Ein Parkplatz mitten im See?

IMG_00000373_1Einen Parkplatz der etwas anderen Art hatte sich gestern ein Rentnerpaar in Münster ausgesucht. Man befand sich – offenbar auf der Suche nach einem Parkplatz – auf einmal mitten im Germaniacampus-See. Die beiden Senioren waren an der Tiefgarageneinfahrt vorbei gefahren und dann im See gelandet (vgl. dazu aus den “WN “Auto säuft im See am Germaniacampus ab“. Der ist zum Glück aber nicht sehr tief, so dass es nicht zu einem “Personenschaden” gekommen ist – außer dem Schrecken bei den beiden wahrscheinlich.
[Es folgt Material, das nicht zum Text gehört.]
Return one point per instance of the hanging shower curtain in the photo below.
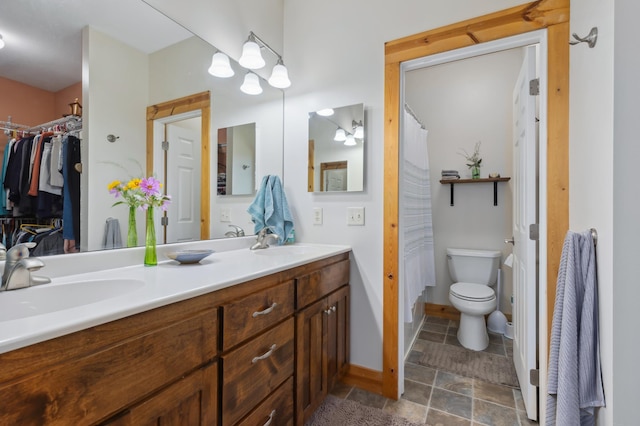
(416, 221)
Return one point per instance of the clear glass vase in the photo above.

Die beiden Senioren sind dann im Auto sitzen geblieben und haben auf den Abschlepper gewartet, der sie aus dem See gezogen hat.

Dass in Münster Parkplätze knapp sind, wusste ich, aber dass sie so rar sind, war mir nicht bekannt 🙂 🙂 .

Ach so: Woher stammt das Bild? Nun, das ist ein Parkplatz der etwas anderen Art auf Grönland…..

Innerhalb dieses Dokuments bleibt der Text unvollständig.